Greg Smalley from Focus on the Family says,
“Thriving couples cannot exist in a vacuum. They understand that isolation is a threat to any marriage—and they embrace the idea that in good times and bad, they need other people, just as other people need them.”
So who are these other people? And how can we, as married couples, be more intentional about building relationships with them?
1. Friends
The friends you have who just got married or who have been married for a while are some of your greatest allies. Of all people, they’re probably the closest to understanding this phase of life and what married life entails. With friends like these, you’ll know they have your back and you have theirs too.
- Go on regular double dates. Make it interesting. Find a new restaurant to try out with a different couple each month maybe.
- Have meaningful conversations. When you meet, make the effort to ask how they’re doing. Use fun conversation cards if it helps.
- Encourage self-development. Have an unofficial ‘book club’ going perhaps. Choose a book on relationships that both couples can read that month and stay accountable. We recommend The Five Love Languages by Gary Chapman as a start.
- Try new things together. In a larger group, find similar interests or try each other’s hobbies together.
2. Mentors and family
These are more senior people whom you both know. If you have a good relationship with your parents or in-laws, keep building on that while maintaining healthy boundaries. There’s still lots to learn from our older folks when it comes to marriage. Or it could be another married couple you both trust, who are able to support you in your marriage. Mentorship doesn’t have to be formal. You just need to put effort into building that relationship with them. The nuggets of wisdom will come naturally during your conversations as trust is built.
3. Professional support
We often think marriage counselling is only for “couples with problems”.
The reality is, all couples experience issues from time to time because all couples are human. Humans aren’t perfect.
A counsellor I spoke to said, often by the time couples contact her (usually it’s just one spouse), they’re already at a point where they can’t stand each other. Too much baggage has been collected over time without support. The whole session is spent trying to calm each person down instead of working on strengthening the good in their relationship.
We need to do marriage and family health checks yearly, or even every six months, just like sending a car for service. Here’s a useful free marriage assessment tool you can try.
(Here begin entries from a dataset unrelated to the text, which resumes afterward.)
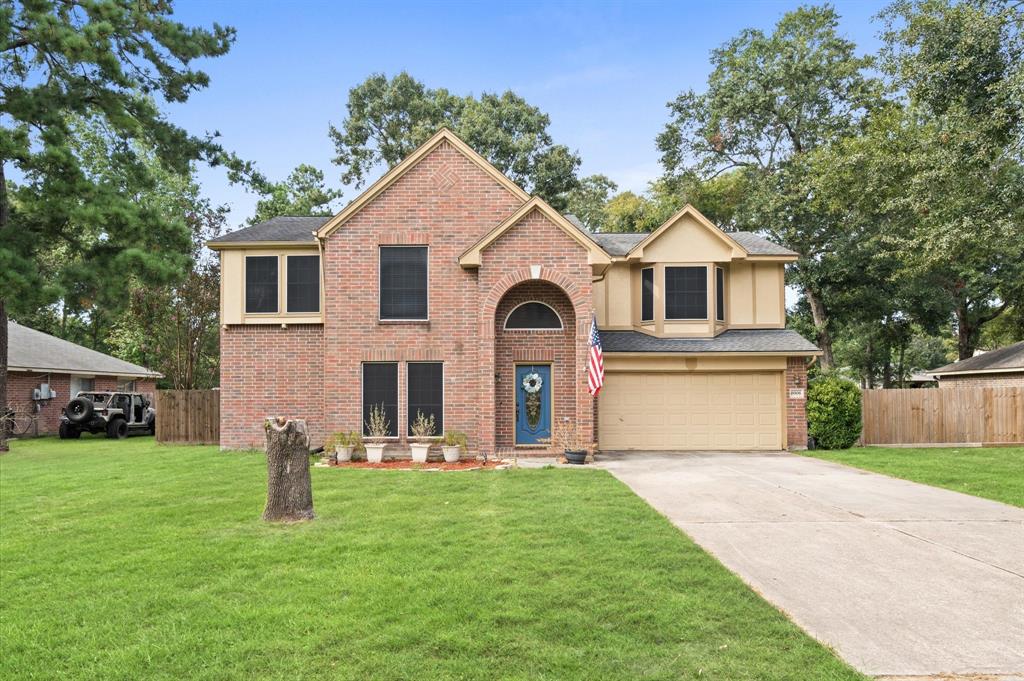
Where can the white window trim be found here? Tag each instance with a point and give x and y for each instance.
(561, 325)
(722, 292)
(653, 284)
(665, 296)
(245, 280)
(409, 424)
(397, 397)
(320, 294)
(380, 273)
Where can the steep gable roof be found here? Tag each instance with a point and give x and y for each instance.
(29, 349)
(637, 250)
(596, 255)
(391, 176)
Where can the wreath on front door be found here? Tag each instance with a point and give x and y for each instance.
(531, 386)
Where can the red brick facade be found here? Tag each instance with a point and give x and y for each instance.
(20, 385)
(999, 380)
(446, 203)
(796, 408)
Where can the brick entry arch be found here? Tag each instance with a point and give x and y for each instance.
(499, 349)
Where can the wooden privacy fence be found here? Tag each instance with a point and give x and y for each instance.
(188, 417)
(961, 416)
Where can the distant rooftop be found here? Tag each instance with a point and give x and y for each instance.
(29, 349)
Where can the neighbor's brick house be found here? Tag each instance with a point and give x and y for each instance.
(36, 359)
(444, 288)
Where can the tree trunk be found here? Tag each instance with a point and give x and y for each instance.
(289, 490)
(820, 316)
(966, 334)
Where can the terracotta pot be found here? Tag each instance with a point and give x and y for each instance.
(420, 451)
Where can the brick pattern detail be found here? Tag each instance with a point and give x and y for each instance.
(1008, 380)
(20, 385)
(554, 347)
(269, 371)
(796, 412)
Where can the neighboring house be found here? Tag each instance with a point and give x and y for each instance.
(995, 369)
(44, 372)
(446, 289)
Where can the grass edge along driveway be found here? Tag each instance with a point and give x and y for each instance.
(128, 560)
(990, 472)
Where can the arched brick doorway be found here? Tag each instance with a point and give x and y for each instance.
(552, 352)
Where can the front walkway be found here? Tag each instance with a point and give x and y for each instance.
(900, 579)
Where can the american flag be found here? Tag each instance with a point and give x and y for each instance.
(595, 365)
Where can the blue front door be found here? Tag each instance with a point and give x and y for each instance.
(532, 403)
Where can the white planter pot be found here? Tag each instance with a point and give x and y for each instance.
(420, 452)
(375, 453)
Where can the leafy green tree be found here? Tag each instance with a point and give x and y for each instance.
(303, 193)
(589, 200)
(386, 120)
(771, 100)
(951, 156)
(102, 59)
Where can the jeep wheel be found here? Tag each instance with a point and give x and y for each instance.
(79, 410)
(68, 431)
(117, 429)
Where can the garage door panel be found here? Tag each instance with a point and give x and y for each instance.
(680, 411)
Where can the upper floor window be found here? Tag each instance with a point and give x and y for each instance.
(403, 283)
(532, 315)
(261, 284)
(720, 294)
(647, 294)
(686, 293)
(303, 284)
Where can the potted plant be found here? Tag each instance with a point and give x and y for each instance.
(423, 431)
(343, 445)
(377, 428)
(570, 441)
(453, 444)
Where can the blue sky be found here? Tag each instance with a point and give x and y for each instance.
(602, 71)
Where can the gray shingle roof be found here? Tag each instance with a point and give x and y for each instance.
(300, 228)
(734, 340)
(31, 349)
(1004, 358)
(281, 228)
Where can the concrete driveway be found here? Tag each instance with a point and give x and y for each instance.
(900, 579)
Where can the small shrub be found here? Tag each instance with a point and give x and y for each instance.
(834, 413)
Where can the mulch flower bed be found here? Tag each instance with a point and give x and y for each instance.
(406, 464)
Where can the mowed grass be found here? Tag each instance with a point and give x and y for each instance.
(130, 560)
(995, 472)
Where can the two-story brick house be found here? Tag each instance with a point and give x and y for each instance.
(446, 289)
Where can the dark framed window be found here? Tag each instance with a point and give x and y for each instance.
(403, 283)
(380, 388)
(720, 294)
(686, 293)
(303, 284)
(261, 284)
(647, 294)
(425, 392)
(534, 315)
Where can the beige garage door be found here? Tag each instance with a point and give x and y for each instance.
(727, 411)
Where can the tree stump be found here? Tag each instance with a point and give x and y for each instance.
(289, 490)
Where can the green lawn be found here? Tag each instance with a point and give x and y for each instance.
(995, 472)
(128, 560)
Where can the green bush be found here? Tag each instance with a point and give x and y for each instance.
(834, 413)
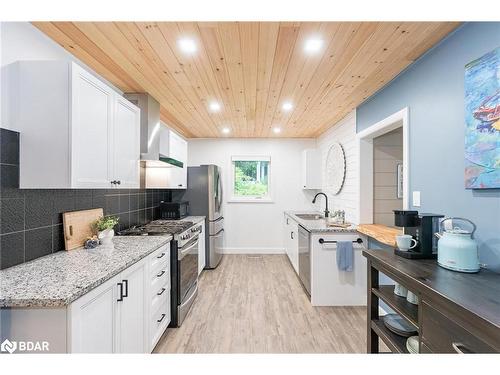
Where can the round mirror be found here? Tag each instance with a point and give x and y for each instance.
(335, 168)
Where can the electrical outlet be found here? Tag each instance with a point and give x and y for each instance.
(416, 199)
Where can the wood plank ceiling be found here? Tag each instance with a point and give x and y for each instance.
(249, 68)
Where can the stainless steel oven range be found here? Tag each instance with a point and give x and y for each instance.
(184, 261)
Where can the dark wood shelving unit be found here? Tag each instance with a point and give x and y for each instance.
(399, 304)
(396, 343)
(453, 307)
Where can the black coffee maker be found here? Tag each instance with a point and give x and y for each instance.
(422, 228)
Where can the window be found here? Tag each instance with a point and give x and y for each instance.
(251, 179)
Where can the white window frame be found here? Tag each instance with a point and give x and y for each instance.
(251, 199)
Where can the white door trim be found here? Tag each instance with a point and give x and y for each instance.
(365, 147)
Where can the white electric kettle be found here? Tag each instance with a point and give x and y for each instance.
(457, 250)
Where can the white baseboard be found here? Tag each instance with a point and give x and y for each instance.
(254, 250)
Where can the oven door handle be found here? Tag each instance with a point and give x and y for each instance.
(183, 252)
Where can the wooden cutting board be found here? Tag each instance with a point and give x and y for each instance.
(78, 226)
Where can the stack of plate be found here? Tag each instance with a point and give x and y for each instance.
(399, 326)
(412, 344)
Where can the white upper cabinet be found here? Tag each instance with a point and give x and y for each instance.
(311, 169)
(91, 131)
(76, 131)
(125, 144)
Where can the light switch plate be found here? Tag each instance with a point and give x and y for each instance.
(416, 199)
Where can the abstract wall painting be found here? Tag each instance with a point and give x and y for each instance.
(482, 122)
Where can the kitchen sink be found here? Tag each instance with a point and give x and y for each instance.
(310, 216)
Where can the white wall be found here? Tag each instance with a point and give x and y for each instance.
(257, 227)
(23, 41)
(344, 132)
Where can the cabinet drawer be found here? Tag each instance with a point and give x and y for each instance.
(442, 335)
(160, 319)
(159, 258)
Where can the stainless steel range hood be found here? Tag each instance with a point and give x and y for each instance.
(153, 153)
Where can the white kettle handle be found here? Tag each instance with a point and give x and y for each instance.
(459, 218)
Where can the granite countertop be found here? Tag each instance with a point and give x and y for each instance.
(194, 219)
(58, 279)
(318, 226)
(381, 233)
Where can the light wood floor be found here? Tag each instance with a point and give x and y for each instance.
(256, 304)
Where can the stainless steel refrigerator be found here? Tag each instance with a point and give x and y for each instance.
(204, 194)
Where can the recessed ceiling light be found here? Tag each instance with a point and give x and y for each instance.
(187, 45)
(214, 106)
(313, 45)
(287, 106)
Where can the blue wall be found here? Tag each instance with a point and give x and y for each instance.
(433, 90)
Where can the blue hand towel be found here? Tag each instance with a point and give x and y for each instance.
(345, 256)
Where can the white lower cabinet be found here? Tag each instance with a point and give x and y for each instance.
(92, 320)
(291, 241)
(132, 323)
(126, 314)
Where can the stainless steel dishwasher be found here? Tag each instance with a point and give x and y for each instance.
(305, 259)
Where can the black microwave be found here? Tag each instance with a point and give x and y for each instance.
(174, 210)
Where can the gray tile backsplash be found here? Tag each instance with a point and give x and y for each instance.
(31, 219)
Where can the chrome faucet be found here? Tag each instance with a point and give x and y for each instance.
(326, 202)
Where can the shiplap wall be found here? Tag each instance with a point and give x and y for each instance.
(344, 132)
(387, 153)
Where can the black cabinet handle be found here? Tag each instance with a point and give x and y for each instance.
(120, 285)
(162, 317)
(125, 283)
(460, 348)
(322, 241)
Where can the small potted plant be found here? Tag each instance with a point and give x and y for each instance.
(104, 228)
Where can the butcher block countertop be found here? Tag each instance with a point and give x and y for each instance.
(381, 233)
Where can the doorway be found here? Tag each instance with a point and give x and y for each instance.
(370, 142)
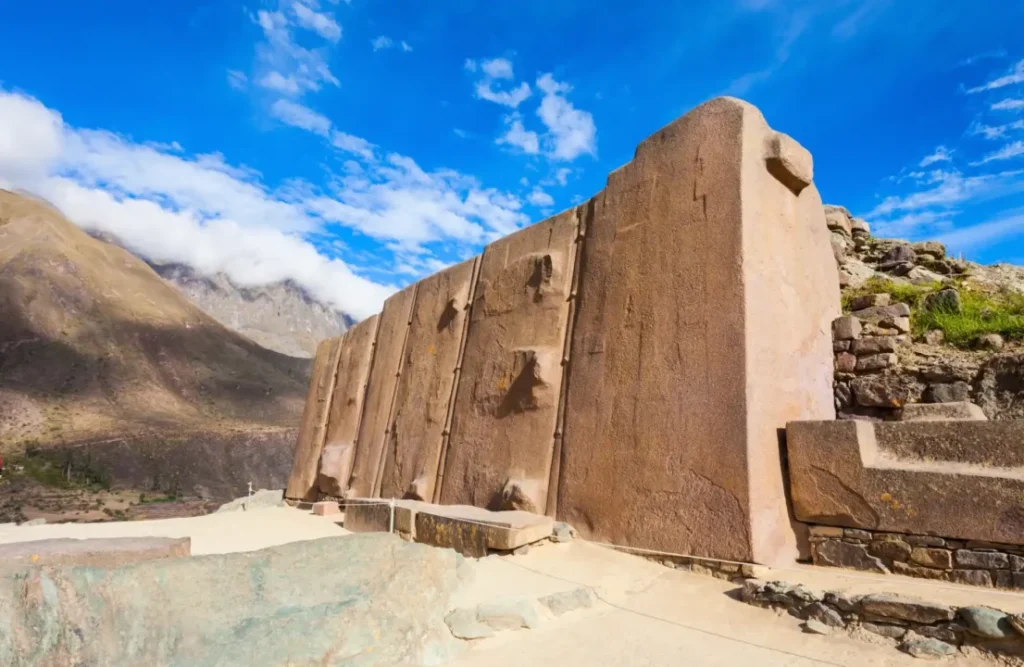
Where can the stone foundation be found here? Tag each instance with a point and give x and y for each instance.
(962, 561)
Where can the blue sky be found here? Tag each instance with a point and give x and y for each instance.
(354, 147)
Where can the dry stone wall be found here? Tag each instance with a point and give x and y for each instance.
(628, 365)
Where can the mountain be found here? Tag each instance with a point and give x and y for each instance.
(282, 317)
(108, 366)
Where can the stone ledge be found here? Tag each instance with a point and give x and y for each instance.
(471, 531)
(96, 552)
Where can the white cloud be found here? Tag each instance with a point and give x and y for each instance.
(941, 154)
(323, 24)
(519, 136)
(570, 131)
(238, 80)
(1006, 153)
(497, 70)
(285, 66)
(1016, 75)
(980, 236)
(198, 210)
(352, 143)
(1009, 105)
(541, 198)
(302, 117)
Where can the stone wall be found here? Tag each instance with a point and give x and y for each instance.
(620, 366)
(928, 556)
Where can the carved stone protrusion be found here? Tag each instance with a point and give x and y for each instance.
(791, 163)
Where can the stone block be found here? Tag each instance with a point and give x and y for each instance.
(414, 449)
(847, 328)
(383, 379)
(869, 301)
(312, 428)
(506, 412)
(910, 476)
(97, 552)
(933, 557)
(338, 456)
(674, 383)
(326, 508)
(957, 411)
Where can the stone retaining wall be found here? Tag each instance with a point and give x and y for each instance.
(923, 629)
(962, 561)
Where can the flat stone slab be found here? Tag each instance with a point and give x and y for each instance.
(471, 531)
(99, 552)
(962, 480)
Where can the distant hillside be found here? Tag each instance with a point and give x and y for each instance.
(102, 359)
(282, 317)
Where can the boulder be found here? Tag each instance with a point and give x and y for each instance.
(957, 411)
(266, 608)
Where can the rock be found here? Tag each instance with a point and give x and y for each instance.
(971, 577)
(823, 614)
(844, 554)
(892, 549)
(261, 499)
(869, 300)
(981, 559)
(261, 609)
(876, 362)
(853, 274)
(946, 300)
(846, 363)
(991, 342)
(562, 532)
(873, 345)
(986, 622)
(954, 411)
(886, 391)
(901, 325)
(510, 614)
(846, 328)
(904, 609)
(921, 276)
(927, 649)
(839, 220)
(933, 248)
(899, 253)
(463, 624)
(884, 629)
(952, 392)
(933, 557)
(568, 600)
(879, 313)
(815, 627)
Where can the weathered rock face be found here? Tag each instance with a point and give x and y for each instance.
(624, 364)
(386, 606)
(916, 477)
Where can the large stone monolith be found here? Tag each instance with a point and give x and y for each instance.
(702, 327)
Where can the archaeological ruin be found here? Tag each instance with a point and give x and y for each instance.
(668, 367)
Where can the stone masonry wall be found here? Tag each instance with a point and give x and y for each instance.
(927, 556)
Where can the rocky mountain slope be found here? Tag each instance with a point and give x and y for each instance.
(282, 317)
(924, 328)
(104, 364)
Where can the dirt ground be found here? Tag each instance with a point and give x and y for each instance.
(646, 615)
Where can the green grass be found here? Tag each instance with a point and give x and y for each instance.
(981, 314)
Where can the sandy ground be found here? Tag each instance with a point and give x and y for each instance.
(223, 533)
(646, 615)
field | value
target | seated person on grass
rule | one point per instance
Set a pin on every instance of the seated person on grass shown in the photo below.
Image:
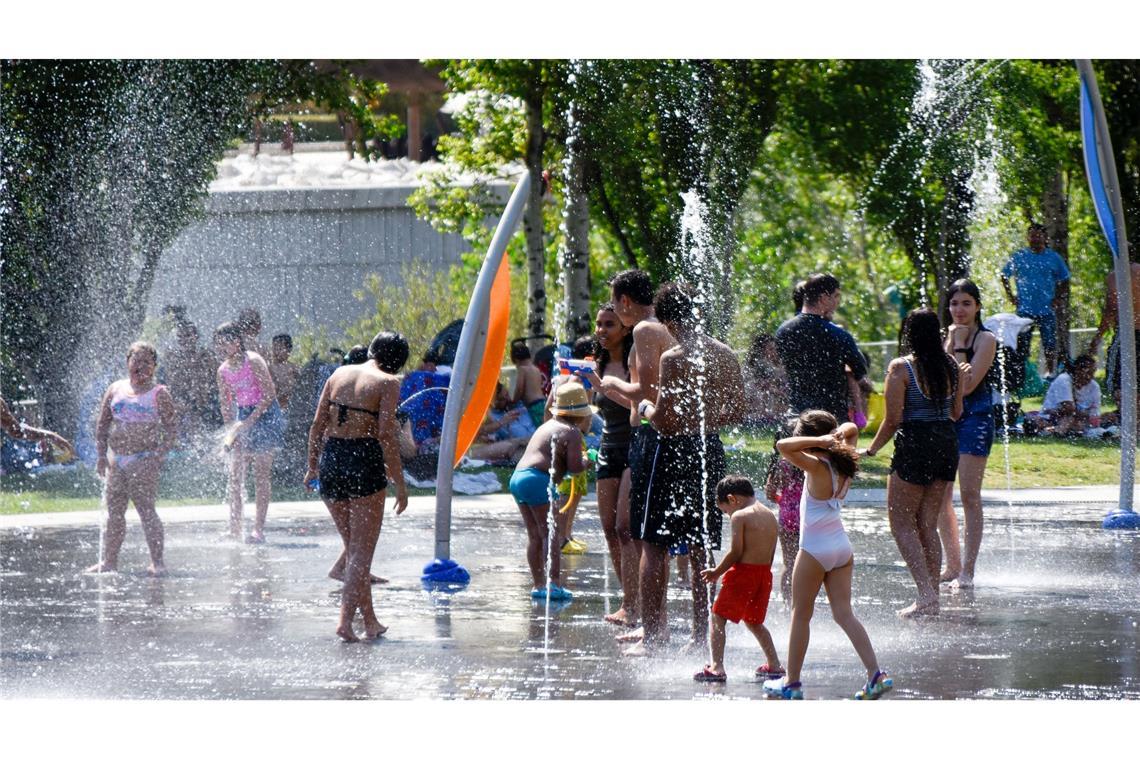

I’d also like to suggest the idea that attending a marriage course becomes a norm. Sign up for a marriage course like this one in the first 1-2 years of your marriage or maybe later on in your 5th or 6th year. It really is quite fun to learn together. Or if you feel that maybe you and your partner could use some support to improve in a specific area of your marriage – communication, sex, trust, financial planning, etc – look for a professional therapist or counsellor to help journey with you. Think of it as “marriage coaching” instead of “counselling” if that helps reframe. We have listed a few centres that can provide affordable services on our website here and coaching by Grace, who is a Prepare/Enrich facilitator is available too. More info here.
Finally, I’d like to also add… don’t feel pressured to build all three areas of this ideal community at once. Start small. It could be another couple around your age to journey with, or even just signing up for a marriage course this year or next. If you can have one or two of these areas going, that’s already a great investment into your marriage!